僕は一人だとどうもうまく休めない人間だったことを、ふと思い出したのだ。


しかし、ゆなはそんな僕を癒し、陰に引き込んでくれる。ありがたい。


今、こうして一緒にいること。
 結婚式後、また、こうして一緒にいるだろうこと。
その連続性に、何の違和感も無いこと。
それでいて、互いに一緒にいて刺激があること。
それらは、僕が最高のパートナーに出逢えたことの何よりの証である。


ゆなはここ3日、風邪を引いていた。
もう今は元気そうなんだけども。
ゆなの仕事は、話し合って、休むことに決めた。
万全の体制で式を迎えるために、当然の選択だった、と思う。
僕は、なぜこのタイミングで風邪を引くことになったのか、考えた。


ゆなは目の前で、熱や鼻水で苦しんでいる。
しかし、僕はその奥にある、運命というのか、真実というのか、そんなものを覗き込もうとしていた。

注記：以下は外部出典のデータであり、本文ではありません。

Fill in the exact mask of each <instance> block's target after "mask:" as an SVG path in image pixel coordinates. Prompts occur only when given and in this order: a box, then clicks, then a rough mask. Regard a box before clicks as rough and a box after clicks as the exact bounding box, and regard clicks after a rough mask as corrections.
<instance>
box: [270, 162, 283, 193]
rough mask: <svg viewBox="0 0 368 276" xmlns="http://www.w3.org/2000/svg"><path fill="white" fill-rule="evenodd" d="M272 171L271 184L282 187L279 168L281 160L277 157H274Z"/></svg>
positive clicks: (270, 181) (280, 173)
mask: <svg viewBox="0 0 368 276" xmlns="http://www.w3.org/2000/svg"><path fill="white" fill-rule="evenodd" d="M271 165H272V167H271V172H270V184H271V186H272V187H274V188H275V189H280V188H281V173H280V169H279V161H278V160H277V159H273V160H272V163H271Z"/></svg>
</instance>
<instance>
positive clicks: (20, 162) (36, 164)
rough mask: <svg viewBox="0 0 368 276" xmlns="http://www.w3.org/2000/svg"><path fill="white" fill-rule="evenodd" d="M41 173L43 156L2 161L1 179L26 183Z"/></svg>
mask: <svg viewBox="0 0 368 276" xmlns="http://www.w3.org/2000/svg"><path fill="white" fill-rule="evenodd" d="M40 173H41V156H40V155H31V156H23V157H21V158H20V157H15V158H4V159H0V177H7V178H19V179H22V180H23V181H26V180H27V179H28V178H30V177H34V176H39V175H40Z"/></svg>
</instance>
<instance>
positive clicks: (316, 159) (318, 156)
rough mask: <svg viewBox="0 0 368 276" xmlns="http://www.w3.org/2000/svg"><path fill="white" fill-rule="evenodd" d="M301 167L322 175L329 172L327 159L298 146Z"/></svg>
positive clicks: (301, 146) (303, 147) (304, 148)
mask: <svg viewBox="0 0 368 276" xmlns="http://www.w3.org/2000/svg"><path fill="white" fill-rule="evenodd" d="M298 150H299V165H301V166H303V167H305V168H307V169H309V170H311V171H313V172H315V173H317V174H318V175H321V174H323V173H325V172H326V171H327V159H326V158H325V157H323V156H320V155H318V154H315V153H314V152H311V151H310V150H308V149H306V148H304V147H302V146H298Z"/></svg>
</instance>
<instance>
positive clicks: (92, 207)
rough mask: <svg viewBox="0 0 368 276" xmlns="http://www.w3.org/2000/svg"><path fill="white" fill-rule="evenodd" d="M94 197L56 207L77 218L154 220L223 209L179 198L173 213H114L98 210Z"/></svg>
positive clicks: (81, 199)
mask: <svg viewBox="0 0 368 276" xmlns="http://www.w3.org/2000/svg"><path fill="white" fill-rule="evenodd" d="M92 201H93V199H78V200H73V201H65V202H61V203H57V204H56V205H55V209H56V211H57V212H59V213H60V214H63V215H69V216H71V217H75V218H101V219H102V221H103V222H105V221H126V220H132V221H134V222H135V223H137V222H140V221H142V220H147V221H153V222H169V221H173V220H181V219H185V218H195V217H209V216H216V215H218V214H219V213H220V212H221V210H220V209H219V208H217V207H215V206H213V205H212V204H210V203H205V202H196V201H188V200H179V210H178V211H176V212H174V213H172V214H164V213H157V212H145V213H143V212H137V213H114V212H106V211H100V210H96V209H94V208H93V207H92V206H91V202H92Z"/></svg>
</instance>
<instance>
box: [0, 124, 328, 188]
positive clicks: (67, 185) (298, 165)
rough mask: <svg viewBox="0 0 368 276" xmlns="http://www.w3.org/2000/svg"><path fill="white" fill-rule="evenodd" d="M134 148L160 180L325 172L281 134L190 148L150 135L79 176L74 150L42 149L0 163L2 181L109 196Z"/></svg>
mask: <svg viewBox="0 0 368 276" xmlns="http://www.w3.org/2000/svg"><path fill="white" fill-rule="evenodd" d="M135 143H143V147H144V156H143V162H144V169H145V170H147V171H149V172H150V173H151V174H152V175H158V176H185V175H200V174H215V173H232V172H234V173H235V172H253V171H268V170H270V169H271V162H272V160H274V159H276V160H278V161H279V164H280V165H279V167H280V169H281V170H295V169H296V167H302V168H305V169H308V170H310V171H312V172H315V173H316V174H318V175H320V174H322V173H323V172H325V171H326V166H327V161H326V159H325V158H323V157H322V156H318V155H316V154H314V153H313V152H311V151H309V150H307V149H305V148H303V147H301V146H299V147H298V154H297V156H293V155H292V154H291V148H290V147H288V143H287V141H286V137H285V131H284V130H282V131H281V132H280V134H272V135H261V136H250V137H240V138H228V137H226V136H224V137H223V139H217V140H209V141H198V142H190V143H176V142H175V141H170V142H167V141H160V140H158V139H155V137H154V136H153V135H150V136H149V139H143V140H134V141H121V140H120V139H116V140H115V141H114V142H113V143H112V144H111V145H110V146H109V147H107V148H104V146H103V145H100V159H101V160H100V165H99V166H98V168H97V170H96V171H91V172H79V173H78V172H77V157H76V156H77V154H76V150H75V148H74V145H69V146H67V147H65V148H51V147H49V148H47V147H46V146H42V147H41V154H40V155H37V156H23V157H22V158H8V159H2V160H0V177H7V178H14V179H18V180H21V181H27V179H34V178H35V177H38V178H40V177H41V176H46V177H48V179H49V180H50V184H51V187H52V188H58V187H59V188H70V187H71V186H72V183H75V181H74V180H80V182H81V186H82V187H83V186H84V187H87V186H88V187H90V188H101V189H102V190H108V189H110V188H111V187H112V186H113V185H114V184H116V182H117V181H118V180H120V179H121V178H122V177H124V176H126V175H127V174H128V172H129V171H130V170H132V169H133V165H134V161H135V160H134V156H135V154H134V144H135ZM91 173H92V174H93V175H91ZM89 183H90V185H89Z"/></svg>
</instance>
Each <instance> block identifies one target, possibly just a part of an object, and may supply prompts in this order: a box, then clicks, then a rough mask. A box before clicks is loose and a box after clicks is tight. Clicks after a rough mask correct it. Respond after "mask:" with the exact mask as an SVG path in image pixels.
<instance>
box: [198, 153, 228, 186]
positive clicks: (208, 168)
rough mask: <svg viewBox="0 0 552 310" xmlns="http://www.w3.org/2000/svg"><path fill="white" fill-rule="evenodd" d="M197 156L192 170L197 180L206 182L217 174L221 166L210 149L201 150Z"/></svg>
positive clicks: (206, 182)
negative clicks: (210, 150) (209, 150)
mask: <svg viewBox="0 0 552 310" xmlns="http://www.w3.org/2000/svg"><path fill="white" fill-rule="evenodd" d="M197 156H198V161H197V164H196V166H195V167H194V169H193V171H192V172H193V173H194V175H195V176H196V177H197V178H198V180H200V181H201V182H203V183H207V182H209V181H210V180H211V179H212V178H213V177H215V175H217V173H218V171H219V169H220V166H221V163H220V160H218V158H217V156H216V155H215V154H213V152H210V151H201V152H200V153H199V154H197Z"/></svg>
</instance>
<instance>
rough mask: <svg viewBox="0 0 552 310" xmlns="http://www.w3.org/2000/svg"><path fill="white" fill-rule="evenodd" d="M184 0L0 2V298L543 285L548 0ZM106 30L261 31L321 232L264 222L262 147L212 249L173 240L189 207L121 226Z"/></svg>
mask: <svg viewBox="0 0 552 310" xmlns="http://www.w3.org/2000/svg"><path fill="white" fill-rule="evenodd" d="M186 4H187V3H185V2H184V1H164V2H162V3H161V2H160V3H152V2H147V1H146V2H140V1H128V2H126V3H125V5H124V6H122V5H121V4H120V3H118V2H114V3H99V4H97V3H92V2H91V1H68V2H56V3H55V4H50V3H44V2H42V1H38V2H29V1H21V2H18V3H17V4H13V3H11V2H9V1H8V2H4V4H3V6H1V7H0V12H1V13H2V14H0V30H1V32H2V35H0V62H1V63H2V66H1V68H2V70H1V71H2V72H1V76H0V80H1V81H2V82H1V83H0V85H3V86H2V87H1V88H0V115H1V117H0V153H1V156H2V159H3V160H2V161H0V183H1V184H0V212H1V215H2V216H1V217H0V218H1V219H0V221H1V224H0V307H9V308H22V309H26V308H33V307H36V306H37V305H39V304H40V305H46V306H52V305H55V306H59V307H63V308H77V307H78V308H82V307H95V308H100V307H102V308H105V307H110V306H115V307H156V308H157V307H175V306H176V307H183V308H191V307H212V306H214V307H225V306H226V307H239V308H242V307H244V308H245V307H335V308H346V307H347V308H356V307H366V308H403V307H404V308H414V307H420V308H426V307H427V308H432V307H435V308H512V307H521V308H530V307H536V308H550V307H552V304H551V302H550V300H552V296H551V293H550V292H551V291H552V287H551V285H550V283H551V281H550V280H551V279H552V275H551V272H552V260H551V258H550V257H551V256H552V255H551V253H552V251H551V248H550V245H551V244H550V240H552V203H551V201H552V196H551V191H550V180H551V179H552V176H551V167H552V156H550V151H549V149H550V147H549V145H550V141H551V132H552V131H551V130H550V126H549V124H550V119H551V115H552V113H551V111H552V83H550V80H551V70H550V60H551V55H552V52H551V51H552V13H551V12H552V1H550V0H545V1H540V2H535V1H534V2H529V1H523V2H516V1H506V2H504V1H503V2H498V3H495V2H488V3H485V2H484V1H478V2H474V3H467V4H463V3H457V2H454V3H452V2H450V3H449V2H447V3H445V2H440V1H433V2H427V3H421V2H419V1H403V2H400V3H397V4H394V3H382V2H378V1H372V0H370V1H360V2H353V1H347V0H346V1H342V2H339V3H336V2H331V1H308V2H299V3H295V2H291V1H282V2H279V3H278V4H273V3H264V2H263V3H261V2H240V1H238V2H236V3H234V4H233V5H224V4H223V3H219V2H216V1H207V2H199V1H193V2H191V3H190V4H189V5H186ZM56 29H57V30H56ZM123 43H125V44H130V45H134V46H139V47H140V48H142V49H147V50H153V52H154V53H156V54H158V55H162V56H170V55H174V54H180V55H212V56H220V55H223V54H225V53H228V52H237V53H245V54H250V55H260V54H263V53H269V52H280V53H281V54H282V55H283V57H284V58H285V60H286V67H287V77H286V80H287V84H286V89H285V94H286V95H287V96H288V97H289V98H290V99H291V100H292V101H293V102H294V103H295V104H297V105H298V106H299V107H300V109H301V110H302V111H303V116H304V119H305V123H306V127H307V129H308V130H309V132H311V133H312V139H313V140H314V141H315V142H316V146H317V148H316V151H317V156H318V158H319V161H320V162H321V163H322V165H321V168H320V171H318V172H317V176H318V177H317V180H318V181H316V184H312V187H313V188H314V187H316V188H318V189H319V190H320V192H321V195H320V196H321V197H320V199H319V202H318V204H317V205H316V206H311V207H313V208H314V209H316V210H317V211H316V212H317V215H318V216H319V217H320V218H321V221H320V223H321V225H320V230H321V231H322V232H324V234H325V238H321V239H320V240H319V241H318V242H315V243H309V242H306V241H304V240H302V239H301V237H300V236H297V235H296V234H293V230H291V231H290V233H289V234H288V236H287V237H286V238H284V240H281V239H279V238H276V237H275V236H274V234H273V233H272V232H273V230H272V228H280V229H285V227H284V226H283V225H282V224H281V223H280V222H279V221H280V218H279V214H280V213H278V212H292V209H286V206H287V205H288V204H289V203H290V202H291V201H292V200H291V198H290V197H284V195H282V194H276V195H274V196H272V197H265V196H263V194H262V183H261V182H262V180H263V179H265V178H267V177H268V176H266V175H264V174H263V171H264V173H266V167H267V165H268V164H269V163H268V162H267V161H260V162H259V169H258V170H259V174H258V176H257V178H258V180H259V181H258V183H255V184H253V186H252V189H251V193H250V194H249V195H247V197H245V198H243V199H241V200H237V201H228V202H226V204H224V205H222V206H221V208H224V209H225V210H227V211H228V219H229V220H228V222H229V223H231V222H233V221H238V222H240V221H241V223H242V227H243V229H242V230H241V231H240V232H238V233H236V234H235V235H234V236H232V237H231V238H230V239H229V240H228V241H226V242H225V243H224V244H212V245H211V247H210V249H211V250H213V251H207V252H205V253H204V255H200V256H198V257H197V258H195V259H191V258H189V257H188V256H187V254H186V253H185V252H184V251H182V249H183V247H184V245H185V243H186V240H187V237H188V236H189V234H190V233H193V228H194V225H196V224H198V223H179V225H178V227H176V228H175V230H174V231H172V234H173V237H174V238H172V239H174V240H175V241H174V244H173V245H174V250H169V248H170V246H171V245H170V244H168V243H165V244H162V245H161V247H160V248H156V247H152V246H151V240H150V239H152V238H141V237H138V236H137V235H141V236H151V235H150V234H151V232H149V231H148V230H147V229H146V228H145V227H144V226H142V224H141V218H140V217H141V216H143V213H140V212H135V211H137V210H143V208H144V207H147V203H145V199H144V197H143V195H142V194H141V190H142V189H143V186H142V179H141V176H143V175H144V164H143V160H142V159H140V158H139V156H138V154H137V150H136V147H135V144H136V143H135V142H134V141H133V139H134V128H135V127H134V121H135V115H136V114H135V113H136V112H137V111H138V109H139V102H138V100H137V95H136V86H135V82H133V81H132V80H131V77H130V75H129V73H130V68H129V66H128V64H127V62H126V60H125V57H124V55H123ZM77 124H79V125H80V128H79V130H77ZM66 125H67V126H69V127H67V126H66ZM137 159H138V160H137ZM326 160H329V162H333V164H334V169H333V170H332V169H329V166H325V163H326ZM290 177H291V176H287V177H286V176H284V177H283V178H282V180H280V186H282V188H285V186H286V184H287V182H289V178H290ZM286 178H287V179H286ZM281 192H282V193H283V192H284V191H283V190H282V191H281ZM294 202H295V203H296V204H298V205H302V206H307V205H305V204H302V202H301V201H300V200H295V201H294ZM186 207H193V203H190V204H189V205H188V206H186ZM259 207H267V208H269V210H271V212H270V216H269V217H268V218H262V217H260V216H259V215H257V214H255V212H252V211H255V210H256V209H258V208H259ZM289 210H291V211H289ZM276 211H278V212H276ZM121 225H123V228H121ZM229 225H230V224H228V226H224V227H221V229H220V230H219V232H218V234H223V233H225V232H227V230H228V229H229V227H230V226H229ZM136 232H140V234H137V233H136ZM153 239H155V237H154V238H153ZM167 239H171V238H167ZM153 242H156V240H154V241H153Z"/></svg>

僕たちは交換ノートをしているのだが、それで気付くことがあった。
「覚悟を決めるために風邪を引いたのだ。」
「幸せであること。そしてそれを祝福されることを、決心するために、余裕のある時間が必要だったのだ。」と。


明日、僕たちは結婚式という儀式を迎える。
牧師さんは、演出だけ過剰になりがちな時代に、本質を教えてくれた。
「結婚式という儀式は、神の前に互いを一生の伴侶とすることを誓い、参列者はその誓いの証人となる。」
夫婦にとって「あの日あの時、あの場所で神の前に誓い、そして大切な人たちがそれを見守り、祝福してくれたよね。」という記憶は、揺るぎない原点となり、何か危機が訪れた時に、立ち戻れる、帰ってこれる場所になるのだ、と。


風呂に浸かりながら、何故か亡くなったばあちゃんのことを思い出し、ばあちゃんの一生を想像していた。


家族になる、ということ。


家族である、ということ。


命を繋いでいく、ということ。


見たことのない景色が、まだまだ広がっていそうで、それを二人で見に行けるのかと思うと、
ただひたすらに、楽しみで、幸せで、仕方ないのである。


ばあちゃん、祝福してくれてありがとう。